Through the prisms of history, philosophy, science, photography and literature, ‘An Odyssey of Flavours and Fragrances’ opens up the world of scent and taste, reflecting on Givaudan’s place in its rich tapestry.
A literary fusion and a labour of love
‘An Odyssey of Flavours and Fragrances’ is the fruit of a three-year project with French publishers Editions de La Martinière in partnership with US publishers Abrams. Five renowned writers, all of whom share a passion for sensory exploration, have come together to create a well-researched anthology.
To complement their words, ‘An Odyssey of Flavours and Fragrances’ is also rich in remarkable imagery – enabling the reader to put faces to the pioneers within the industry, and to glimpse the places and scenes that have played key parts in the story of Givaudan's evolution. Many of the photos in this book are exclusive images from Givaudan’s own archive.
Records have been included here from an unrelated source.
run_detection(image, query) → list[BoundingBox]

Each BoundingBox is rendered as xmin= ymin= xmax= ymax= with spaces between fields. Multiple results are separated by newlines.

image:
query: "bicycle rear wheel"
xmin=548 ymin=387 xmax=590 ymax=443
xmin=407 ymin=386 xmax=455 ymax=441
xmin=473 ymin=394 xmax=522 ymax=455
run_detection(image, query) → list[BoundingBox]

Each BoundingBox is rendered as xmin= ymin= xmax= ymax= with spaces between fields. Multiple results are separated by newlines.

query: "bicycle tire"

The shoulders of perfuming giants
The first chapter; ‘Givaudan, a secular history’; written by well-renowned perfume historian Annick Le Guérer; introduces the people who have been most instrumental in shaping Givaudan as it exists today.
Jean Carles of Grasse, for example, created a school for perfumers in 1946. Based on the revolutionary idea of perfuming as an art, not a science, he created the first true apprenticeship for perfumers.
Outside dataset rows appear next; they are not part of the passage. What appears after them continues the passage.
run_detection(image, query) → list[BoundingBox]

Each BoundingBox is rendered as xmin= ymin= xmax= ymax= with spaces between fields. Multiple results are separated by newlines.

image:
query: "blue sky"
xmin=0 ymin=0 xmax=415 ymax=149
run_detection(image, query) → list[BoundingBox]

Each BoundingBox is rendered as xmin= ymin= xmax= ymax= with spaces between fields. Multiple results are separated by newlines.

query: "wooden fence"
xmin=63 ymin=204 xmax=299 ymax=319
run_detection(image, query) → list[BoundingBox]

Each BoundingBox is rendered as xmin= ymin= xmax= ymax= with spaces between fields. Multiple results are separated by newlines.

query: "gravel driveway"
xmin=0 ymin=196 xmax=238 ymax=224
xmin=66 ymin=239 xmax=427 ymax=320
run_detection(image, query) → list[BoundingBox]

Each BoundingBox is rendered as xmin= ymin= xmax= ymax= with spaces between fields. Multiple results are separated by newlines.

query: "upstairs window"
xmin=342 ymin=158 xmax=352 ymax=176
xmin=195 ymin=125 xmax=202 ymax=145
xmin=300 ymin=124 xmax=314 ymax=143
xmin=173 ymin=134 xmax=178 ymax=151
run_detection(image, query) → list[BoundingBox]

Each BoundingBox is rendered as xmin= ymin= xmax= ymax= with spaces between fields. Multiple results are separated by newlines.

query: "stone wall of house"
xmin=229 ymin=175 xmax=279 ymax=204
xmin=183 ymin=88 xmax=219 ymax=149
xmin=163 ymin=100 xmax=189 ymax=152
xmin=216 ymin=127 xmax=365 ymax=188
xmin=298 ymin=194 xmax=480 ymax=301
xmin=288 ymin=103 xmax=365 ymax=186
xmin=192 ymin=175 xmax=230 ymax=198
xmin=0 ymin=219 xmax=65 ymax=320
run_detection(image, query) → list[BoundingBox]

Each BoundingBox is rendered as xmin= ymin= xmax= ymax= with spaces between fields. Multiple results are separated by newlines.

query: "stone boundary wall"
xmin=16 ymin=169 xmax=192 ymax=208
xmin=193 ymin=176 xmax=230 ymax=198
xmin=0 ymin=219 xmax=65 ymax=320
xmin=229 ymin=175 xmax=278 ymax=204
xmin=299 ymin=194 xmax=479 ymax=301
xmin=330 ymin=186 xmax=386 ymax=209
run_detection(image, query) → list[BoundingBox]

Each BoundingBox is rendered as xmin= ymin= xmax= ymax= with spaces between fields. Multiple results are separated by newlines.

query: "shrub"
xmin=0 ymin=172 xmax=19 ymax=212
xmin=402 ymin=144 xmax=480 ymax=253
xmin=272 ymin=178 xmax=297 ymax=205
Other individuals of significance include Léon and Xavier Givaudan – the founders of the largest Swiss producer of synthetic products for the perfume industry, who of course gave their name to the Company as it exists today.
The sensory musings of great minds
The second chapter of ‘An Odyssey of Flavours and Fragrances’ is entitled ‘Tasting, smelling, sensing: an aesthetic of flavour and aroma’. Written by researcher and philosopher Caroline Champion, it takes us on a historic stroll through the thoughts and ideas of the great artists and philosophers who have mused on the power of scent and taste – Proust, Plato, Kant, Hölderlin and Levi-Strauss to name just a few.
Finding the right chemistry
Chapter three; ‘Windows on the world: taste and smell’; written by chemistry professor Brigitte Proust; focuses on the science of flavours and perfumery. It explains the molecular processes that give birth to tastes and scents and how they can be manipulated to create the perfect alchemy.
The topic extends to the ways in which the human body perceives flavours and aromas – how a particular chemical pattern can manifest in the brain to evoke memory, pleasure and emotion.
For the final chapter, we turn to literature, with an original short story by Percy Kemp, entitled ‘Just Common Sense’. The story celebrates the evocative power of tastes and smells in written fiction. It’s a classic example of how a skilled writer can bring an image right up off the page with an affecting description of our subtlest senses.